Enums by default are ordered in which they are declared but if we want to declare them in a specific order, in this instance lets order them by midwest states. We can specify an Ordering class by calling Ordering.explicit and list the order which we want the collection sorted. We can create an list of enums of type state and then call Collections.sort. This is kind of neat way to order enums as many folks use enums values in drop down lists.

@Test
public void explicit_order_or_order_enum() {

    // Order states, an enum, in an explicit order
    Ordering<State> byMidwestState = Ordering.explicit(State.Illinois,
            State.Indiana, State.Iowa, State.Michigan, State.Minnesota,
            State.Ohio, State.Wisconsin);

    List<State> states = Lists.newArrayList(State.Iowa, State.Indiana,
            State.Wisconsin, State.Minnesota, State.Ohio, State.Illinois);

    Collections.sort(states, byMidwestState);

    System.out.println(states);
}
[Illinois, Indiana, Iowa, Minnesota, Ohio, Wisconsin]

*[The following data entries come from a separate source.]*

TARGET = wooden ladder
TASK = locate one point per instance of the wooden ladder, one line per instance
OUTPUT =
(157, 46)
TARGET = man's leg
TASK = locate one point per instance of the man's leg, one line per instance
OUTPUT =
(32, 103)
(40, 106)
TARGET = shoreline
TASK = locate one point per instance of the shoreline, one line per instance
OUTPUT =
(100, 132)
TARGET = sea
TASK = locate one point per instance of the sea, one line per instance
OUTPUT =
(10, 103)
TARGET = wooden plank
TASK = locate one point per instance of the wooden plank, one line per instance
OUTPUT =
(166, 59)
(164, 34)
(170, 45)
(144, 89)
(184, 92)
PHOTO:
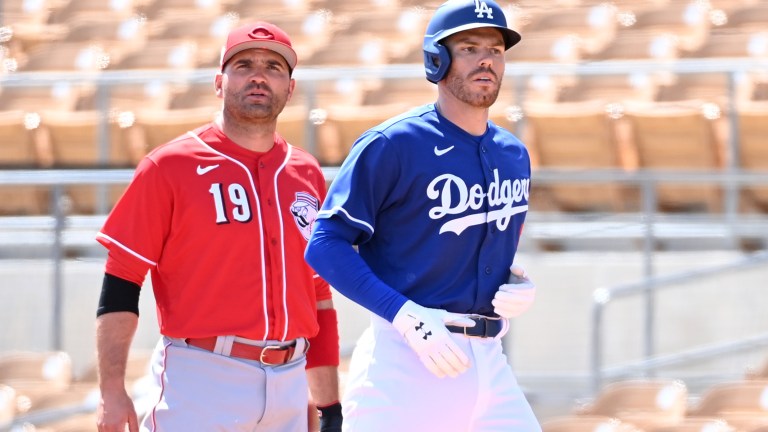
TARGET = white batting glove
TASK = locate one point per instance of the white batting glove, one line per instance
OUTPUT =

Sort address by enum in specific order

[5:12]

In this snippet we will sort addresses by State enum in a specific order. We will read right to left, we will return a sorted copy of addresses then we will say Address.onState which is a function that accepts an address and returns a State enum. Then calling State.stateOrder we can specify an specific order, so what we are saying is we want to sort the addresses by the State enum in a specific order.

@Test
public void test() {

    // sort address by state enum in a specific order
    List<Address> addressesSorted = State.stateOrder.onResultOf(
            Address.onState).sortedCopy(addresses);

    System.out.println(addressesSorted);
}
[
Address{address=369 Pleasant Bear Heights, city=Goobertown, state=Alabama, zip=05427-6375},
Address{address=7037 Green Butterfly Swale, city=Ritzville, state=California, zip=82918-7511},
Address{address=8180 Middle Campus, city=Winklepleck Grove, state=Florida, zip=82648-0809},
Address{address=16 Emerald Impasse, city=Mozart, state=Washington, zip=05873-2086},
Address{address=7966 Iron Panda Freeway, city=Sour Dough Flat, state=Wisconsin, zip=82254-8067}
]

Compound

In this snippet we will show how to compound or combine multiple comparators first by creating an Ordering object from String.CASE_INSENSITIVE_ORDER and then call the compound or add the byLength comparator.

Comparator<String> byLength = new Comparator<String>() {
    public int compare(String left, String right) {
        return Integer.compare(left.length(), right.length());
    }
};

@Test
public void chain_comparators() {

    // When reading a chain of Ordering calls, work "backward" from right to left. 

    List<String> random = Lists.newArrayList("WELCOME1", "welcome", "to",
            "leveluplunch");

    List<String> sorted = Ordering.from(String.CASE_INSENSITIVE_ORDER)
            .compound(byLength).sortedCopy(random);

    System.out.println(sorted);
}
[leveluplunch, to, welcome, WELCOME1]

Thanks for joining in today's level up lunch, I hope you got a bit more out of the Ordering class that guava provides.